Women have been an integral part of our military for as long as the United States has existed as a country. Women unofficially served as cooks and nurses during the Revolutionary War and the Civil War, and were formally allowed to join the military as nurses and in other non-combat roles during World War I. Over the years, and throughout various international conflicts, women have slowly become more and more integrated into the American military, as the country’s national defense needs call them to service. Just this past December, Defense Secretary Ashton Carter announced that starting in January 2016, all positions in the military would be open to women, as long as they met physical standards. Despite a request from the Marine Corps for certain exceptions, Carter affirmed that women can now fill any position—from driving tanks, to firing machine guns, to leading infantry soldiers into battle, all jobs that women were not allowed to perform before January.  Having women in the military has long been refuted and contested, but in 2016, we have seemingly left any doubts behind.

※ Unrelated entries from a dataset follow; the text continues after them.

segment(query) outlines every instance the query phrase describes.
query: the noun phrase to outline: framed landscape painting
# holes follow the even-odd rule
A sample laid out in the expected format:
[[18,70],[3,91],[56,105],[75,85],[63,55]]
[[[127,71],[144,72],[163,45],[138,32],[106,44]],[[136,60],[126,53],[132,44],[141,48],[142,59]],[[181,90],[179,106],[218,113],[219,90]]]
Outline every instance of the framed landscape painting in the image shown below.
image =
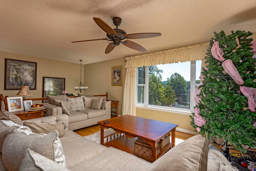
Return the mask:
[[111,70],[112,85],[123,86],[123,66],[112,67]]
[[43,77],[43,97],[61,95],[65,90],[65,78]]
[[5,58],[4,89],[36,89],[36,62]]
[[8,110],[10,112],[24,110],[22,97],[7,97]]

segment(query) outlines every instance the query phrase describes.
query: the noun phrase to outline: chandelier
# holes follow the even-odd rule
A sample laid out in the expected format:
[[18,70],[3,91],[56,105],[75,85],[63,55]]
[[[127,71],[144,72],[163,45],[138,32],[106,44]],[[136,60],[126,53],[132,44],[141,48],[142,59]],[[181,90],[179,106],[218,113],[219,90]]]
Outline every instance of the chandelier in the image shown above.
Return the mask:
[[84,84],[82,83],[81,76],[82,76],[82,60],[80,60],[80,84],[78,84],[78,87],[74,87],[74,88],[75,89],[75,90],[76,91],[80,91],[80,93],[82,92],[82,91],[86,91],[86,89],[88,88],[88,87],[83,87]]

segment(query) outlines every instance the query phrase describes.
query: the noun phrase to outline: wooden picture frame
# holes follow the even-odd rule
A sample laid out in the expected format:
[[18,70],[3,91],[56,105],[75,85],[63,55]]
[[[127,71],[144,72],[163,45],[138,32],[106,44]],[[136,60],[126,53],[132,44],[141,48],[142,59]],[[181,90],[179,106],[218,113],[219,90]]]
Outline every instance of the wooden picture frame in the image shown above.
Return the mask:
[[123,66],[112,67],[111,69],[112,86],[123,86]]
[[42,97],[62,94],[62,92],[65,90],[65,78],[43,77]]
[[4,89],[36,89],[36,62],[5,58]]
[[24,110],[22,97],[7,97],[7,104],[8,110],[11,112]]
[[32,100],[24,100],[23,101],[23,103],[24,104],[24,108],[25,110],[27,110],[30,108],[31,105],[33,104],[33,101]]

The military must often deal with controversy, and as heated as the debate about incorporating women was, the discussion of the draft brought about similarly intense reactions. With women in the process of becoming fully integrated into the military, many people are wondering why women should not be subjected to the draft as well. If women can serve in any position that men can, what is to say that they should not be called to action by the process of the draft as well? By allowing women to be drafted, are we not ensuring that the best candidates to serve and protect our country are chosen? On February 2, General Neller of the Marine Corps and Army Chief of Staff General Milley spoke before Congress on the issue, endorsing the idea that the draft should include both genders. There has been backlash to these testimonies, which presidential candidate Ted Cruz called “immoral,” as well as further support for the proposal to draft both genders. 

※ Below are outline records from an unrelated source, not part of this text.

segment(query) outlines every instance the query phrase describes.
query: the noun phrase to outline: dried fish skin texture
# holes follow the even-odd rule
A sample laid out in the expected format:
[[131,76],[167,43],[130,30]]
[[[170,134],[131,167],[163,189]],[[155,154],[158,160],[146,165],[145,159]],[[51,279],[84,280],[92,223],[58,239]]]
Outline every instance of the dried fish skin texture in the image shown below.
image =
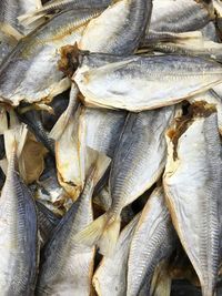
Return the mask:
[[[104,57],[104,55],[103,55]],[[129,57],[73,75],[87,105],[142,111],[175,104],[222,79],[221,64],[193,57]]]
[[69,89],[58,69],[60,48],[77,42],[98,10],[67,11],[20,40],[0,68],[0,101],[50,101]]
[[216,113],[208,116],[204,113],[191,120],[179,135],[176,146],[168,136],[164,191],[174,227],[200,278],[202,294],[209,296],[213,295],[219,271],[222,172]]

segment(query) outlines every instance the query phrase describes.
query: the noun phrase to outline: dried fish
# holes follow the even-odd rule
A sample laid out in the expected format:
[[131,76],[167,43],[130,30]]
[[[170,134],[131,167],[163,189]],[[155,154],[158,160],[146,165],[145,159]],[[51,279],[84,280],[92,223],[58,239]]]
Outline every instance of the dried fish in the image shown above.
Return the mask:
[[[155,266],[172,254],[175,242],[163,190],[158,187],[148,200],[132,238],[127,295],[139,295],[145,282],[151,286]],[[147,289],[147,295],[150,295],[150,289]]]
[[100,10],[70,10],[52,18],[22,39],[0,68],[0,101],[18,105],[51,101],[69,89],[58,70],[59,49],[77,42]]
[[151,11],[152,0],[117,1],[89,22],[79,48],[113,54],[132,53],[144,34]]
[[[99,296],[122,296],[127,295],[127,267],[130,244],[140,214],[129,223],[121,232],[118,239],[114,255],[103,257],[93,276],[93,286]],[[121,268],[117,268],[120,266]]]
[[215,109],[206,103],[191,105],[190,116],[178,121],[167,140],[164,191],[169,210],[203,296],[213,295],[219,272],[222,177]]
[[9,130],[4,134],[9,165],[0,198],[0,249],[2,254],[0,290],[2,295],[33,295],[37,279],[36,205],[17,171],[17,157],[22,150],[23,131],[24,127],[21,126],[19,130]]
[[129,114],[111,163],[112,205],[105,214],[77,235],[77,242],[97,244],[104,255],[113,253],[122,208],[150,188],[164,169],[164,132],[173,115],[174,108]]
[[155,0],[150,29],[157,32],[189,32],[202,29],[215,18],[212,1]]
[[222,67],[198,57],[128,57],[98,68],[80,65],[73,80],[87,105],[141,111],[209,90],[221,82]]
[[90,295],[94,247],[74,243],[74,234],[92,221],[91,196],[94,184],[107,169],[98,159],[80,198],[61,220],[43,253],[37,295]]
[[56,226],[59,224],[60,218],[47,208],[41,202],[36,202],[37,215],[40,232],[41,248],[44,246]]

But the question also remains as to whether it is constitutional to leave the draft men-only, or whether the draft is by nature inherently unconstitutional, regardless of the parties involved. The 13th Amendment abolished slavery and adamantly declared that no person should serve involuntarily or against his or her will, so some may consider that the draft goes in direct violation of this statement. The Constitution also states that Congress has the power to raise an army in a time of need. However, if one is either ideologically or religiously opposed to serving, being drafted to serve in that army would be a direct violation of the right to life, liberty, and the pursuit of happiness.
The draft has not been instituted formally since the Vietnam War, yet it remains a contemporary issue. As a country, we must decide how we see commitment to our military. Who is responsible for our protection, and what does that entail? As citizens, are we required to serve in military positions if called upon, or are we constitutionally endowed to pursue happiness in whatever way we see fit?
 "All Combat Jobs Open to Women in the Military." MilitaryTimes. Web. 16 Feb. 2016.
 "Women and the Draft." Taking Note Women and the Draft Comments. Web. 15 Feb. 2016.
 "Women and the Draft." Selective Services System. Web. 16 Feb. 2016. <https://www.sss.gov/Registration/Women-And-Draft>.
 "Rostker v. Goldberg." LII / Legal Information Institute. Web. 16 Feb. 2016.